Response to "Fundraiser to Aid Heroic Journalists in Police Brutality Investigations"
- Tara Stacy
- Feb 1, 2016
- 2 min read
I recently read an article in The Intercept by Glenn Greenwald about Brandon Smith's investigative efforts into the Laquan McDonald case. The article highlighted Smith's work in getting the Chicago Police Department to release a video of the police shooting of McDonald, a black teen. The video shows him being shot 16 times by an officer.
The video was thought to have not been released because it was an election year for the mayor, and they wanted his re-election to go smoothly. Mainstream outlets filed FOIA requests for the video, and when those requests were denied, the outlets simply accepted the fact and moved on. But Brandon Smith sued the city in order to get the rights to the video, and when he won the suit it was released to the public and the media.
It is because of historic journalism efforts like Smith's that our profession is the only one that is accounted for in the first amendment of the Constitution. Muckrakers and other investigative journalists used to work hard for the sole purpose of finding a "voice for the voiceless".
I honestly feel that the journalists of today have gotten lazy in the age of the Internet. They too easily trust sources because they don't want to lose a source for a future story. Before my Independent Media class, I didn't realize how little investigative journalism pieces are in the news today. Reporters in the mainstream media simply report on what has already happened, they hardly ever expose corporations themselves or provide new content that hasn't already been uncovered by an indpendent outlet.
Watching the movie Goodnight and Good Luck in my Issues in the News class also enlightened me to how little journalists produce hard hitting news anymore.
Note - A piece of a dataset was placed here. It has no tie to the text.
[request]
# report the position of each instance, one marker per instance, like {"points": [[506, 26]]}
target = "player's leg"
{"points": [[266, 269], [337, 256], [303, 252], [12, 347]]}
We watched Edward R. Murrow fight to expose Joe McCarthy and that really saddened me because it just shows how much TV stations rely on pleasing their advertisers.
I hope that the coming generation focuses more on doing the type of journalism that Brandon Smith and Glenn Greenwald are passionate about, and I think it is important to fund that type of journalism, so that those journalists don't have to rely on funding from the corporations they might be trying to expose.